Direktorat Jenderal Imigrasi Kementerian Hukum dan Hak Asasi Manusia sepanjang tahun ini telah mencegah lebih 800 keberangkatan ke luar negeri. Sebagian besar lantaran dugaan perdagangan manusia. Sebagian kecil di antaranya lantaran diduga terkait Foreign Terorisme Fighter (FTF) atau terorisme antarnegara. Ini karena negara tujuan yang hendak didatangi adalah Suriah atau negara lain yang tengah bermasalah dengan ISIS.
Selain mencegah warga negara Indonesia ke luar negeri, Imigrasi juga menangkal lebih 300 orang juga terkait kasus terorisme. Penangkalan itu dilakukan berdasarkan permintaan dari Kepolisian dan Badan Nasional Penanggulangan Terorisme (BNPT). Sebagian besar yang ditangkal berasal dari negara Afganistan dan Filipina.

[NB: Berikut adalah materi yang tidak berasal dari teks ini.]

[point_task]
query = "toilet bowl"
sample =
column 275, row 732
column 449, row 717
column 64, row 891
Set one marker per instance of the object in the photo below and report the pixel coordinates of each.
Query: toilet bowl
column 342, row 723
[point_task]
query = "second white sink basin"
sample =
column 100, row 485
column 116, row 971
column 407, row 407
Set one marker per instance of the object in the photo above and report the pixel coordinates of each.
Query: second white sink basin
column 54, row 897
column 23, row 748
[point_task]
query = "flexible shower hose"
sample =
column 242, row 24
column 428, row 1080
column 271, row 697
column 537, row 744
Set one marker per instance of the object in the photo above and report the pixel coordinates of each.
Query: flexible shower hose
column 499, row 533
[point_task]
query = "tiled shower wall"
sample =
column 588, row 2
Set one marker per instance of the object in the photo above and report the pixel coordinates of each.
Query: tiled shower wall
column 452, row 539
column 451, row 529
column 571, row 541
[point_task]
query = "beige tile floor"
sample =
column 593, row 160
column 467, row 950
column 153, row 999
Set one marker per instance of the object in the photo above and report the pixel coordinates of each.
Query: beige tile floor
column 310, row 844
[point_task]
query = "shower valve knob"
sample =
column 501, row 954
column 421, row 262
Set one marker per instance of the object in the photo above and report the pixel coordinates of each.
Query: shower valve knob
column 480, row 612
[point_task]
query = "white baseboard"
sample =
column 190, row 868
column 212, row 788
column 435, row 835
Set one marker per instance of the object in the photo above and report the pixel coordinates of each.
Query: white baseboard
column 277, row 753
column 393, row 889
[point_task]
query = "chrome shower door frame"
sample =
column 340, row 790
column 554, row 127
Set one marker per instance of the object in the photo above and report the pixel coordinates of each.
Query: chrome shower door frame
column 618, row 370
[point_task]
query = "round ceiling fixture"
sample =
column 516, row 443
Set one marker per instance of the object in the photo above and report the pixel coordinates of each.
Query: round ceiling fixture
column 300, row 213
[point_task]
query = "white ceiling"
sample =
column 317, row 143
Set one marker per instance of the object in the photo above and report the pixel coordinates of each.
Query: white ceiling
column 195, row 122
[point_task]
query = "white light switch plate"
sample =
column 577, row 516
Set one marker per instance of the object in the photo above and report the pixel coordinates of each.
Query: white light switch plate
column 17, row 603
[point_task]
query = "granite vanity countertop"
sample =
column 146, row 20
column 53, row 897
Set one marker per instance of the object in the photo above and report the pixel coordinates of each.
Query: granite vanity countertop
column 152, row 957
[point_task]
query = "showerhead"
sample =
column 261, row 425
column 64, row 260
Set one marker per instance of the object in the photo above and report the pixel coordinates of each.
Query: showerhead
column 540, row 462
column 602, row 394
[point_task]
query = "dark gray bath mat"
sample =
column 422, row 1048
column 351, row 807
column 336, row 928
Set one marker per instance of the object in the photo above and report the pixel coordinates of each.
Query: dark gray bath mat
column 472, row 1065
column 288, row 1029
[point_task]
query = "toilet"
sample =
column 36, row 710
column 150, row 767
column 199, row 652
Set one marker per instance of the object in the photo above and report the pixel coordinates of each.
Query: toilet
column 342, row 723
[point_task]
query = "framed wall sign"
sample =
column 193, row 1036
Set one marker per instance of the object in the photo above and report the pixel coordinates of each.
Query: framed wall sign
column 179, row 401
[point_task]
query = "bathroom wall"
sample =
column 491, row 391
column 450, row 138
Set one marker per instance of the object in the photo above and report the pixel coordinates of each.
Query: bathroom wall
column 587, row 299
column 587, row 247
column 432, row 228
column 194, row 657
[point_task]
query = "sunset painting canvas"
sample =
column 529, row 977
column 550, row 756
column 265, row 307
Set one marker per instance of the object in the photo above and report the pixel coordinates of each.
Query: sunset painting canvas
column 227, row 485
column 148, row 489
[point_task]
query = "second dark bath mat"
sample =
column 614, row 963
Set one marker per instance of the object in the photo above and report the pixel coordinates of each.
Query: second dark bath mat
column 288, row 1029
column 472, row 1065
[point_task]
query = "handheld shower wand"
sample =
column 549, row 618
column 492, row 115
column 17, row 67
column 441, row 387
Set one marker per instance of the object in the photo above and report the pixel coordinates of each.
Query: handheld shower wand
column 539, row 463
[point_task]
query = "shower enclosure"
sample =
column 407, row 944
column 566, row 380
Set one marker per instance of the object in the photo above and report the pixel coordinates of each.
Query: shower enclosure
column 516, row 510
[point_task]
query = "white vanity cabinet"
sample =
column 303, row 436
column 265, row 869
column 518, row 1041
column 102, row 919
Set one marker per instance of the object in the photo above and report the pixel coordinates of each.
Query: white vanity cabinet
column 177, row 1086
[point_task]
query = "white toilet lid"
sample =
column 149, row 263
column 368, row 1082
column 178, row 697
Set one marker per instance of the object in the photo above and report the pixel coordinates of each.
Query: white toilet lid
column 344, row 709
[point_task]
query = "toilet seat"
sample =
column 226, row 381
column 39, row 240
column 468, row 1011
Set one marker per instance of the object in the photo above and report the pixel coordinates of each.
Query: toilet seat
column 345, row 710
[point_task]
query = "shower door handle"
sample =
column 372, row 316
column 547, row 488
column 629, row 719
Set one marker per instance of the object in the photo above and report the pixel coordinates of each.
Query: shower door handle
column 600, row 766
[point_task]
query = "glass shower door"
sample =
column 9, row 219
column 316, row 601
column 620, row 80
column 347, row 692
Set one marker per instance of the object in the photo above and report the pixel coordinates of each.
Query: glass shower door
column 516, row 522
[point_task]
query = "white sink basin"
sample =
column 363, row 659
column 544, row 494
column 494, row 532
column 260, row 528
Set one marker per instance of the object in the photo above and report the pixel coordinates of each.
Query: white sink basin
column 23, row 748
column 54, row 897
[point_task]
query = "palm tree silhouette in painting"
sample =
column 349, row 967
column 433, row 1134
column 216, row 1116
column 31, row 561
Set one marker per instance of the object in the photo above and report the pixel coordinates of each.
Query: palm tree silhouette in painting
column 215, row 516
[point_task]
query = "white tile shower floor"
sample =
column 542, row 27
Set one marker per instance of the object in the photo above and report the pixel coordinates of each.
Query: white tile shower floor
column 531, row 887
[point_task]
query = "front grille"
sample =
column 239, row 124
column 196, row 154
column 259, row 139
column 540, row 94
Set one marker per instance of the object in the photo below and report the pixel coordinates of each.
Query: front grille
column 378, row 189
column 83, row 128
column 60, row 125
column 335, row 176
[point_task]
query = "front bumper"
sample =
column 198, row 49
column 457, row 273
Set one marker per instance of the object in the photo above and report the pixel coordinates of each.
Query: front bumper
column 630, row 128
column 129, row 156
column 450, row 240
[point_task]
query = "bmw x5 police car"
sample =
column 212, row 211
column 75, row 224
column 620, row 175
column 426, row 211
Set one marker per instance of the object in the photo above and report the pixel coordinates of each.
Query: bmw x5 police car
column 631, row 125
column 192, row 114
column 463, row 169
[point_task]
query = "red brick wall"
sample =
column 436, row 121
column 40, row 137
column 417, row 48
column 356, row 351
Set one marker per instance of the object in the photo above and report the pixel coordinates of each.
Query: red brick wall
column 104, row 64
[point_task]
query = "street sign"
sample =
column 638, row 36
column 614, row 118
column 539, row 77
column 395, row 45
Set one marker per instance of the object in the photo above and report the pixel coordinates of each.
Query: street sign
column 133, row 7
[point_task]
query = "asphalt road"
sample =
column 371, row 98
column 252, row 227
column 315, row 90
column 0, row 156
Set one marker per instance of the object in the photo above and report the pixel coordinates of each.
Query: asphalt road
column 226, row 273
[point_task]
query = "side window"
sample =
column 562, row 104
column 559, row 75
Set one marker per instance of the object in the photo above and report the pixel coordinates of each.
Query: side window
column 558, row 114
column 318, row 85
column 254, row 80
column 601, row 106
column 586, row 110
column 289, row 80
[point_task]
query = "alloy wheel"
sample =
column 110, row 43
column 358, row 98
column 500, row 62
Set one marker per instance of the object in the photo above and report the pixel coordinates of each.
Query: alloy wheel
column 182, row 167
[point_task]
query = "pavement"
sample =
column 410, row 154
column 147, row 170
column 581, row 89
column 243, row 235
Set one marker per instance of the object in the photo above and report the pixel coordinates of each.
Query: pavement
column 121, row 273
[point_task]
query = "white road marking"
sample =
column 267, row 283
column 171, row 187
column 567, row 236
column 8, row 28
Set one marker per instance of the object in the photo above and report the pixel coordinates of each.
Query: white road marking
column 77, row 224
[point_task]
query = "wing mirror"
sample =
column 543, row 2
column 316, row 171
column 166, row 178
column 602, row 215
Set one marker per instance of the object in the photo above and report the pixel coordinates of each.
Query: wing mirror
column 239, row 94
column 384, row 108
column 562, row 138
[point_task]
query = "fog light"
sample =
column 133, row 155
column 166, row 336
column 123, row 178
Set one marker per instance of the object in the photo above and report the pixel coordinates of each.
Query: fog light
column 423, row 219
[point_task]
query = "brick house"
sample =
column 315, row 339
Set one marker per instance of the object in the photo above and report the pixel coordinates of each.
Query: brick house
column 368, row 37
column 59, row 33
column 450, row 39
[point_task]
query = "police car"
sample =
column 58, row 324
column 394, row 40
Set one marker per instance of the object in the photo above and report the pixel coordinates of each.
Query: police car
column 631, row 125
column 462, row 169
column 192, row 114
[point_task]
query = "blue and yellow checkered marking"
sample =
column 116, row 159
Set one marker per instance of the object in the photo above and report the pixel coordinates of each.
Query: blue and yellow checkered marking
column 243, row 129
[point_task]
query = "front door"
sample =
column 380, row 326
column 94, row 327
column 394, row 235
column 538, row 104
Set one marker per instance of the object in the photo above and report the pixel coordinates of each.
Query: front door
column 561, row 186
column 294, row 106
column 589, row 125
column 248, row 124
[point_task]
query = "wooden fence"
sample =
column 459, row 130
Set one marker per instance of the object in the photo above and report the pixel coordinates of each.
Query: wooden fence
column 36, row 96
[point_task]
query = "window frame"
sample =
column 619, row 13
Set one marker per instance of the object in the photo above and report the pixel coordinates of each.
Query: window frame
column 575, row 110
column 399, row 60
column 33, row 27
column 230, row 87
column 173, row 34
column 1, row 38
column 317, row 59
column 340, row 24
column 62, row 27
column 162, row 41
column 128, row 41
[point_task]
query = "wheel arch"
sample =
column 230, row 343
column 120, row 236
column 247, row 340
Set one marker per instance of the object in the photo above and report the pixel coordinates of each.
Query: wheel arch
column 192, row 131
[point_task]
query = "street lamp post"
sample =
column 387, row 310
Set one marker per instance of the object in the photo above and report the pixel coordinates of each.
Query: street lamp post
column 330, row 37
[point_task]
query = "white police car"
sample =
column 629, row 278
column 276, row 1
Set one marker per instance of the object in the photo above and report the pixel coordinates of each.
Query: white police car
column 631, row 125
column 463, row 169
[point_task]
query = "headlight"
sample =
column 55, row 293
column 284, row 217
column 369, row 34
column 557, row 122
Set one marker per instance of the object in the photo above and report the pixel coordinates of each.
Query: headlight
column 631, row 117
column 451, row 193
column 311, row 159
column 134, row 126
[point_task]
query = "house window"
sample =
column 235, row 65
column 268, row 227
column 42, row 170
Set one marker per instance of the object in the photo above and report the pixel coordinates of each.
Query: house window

Sebelumnya BNPT menyebut ada ratusan eks kombatan yang kembali ke Indonesia. Mereka kembali dari berbagai negara yang tengah berkonflik. BNPT meminta pemerintah daerah membantu memonitor eks kombatan itu. Mereka dikuatirkan akan melakukan aksi tindak terorisme di negeri sendiri.
Kekuatiran atas kehadiran teroris antarnegara itu beralasan. Sebagian kombatan dari sejumlah daerah konflik lantas melanjutkan aksi di negara lain. Tengok misalnya sepak terjang gembong teror Doktor Azahari dan Noordin M Top, warga Malaysia yang merekrut dan melakukan sejumlah aksi di negeri ini. Atau di Marawi, Filipina, sejumlah warga asal Indonesia dan Malaysia disebut bergabung dengan kelompok bersenjata yang menguasai kota tersebut.
Itu sebab pemerintah daerah perlu sungguh-sungguh memperhatikan permintaan BNPT. Abai pada peringatan itu, sama saja memberi kesempatan tumbuhnya kelompok yang kelak dengan kekuatan senjata menguasai kota seperti yang terjadi di Filipina.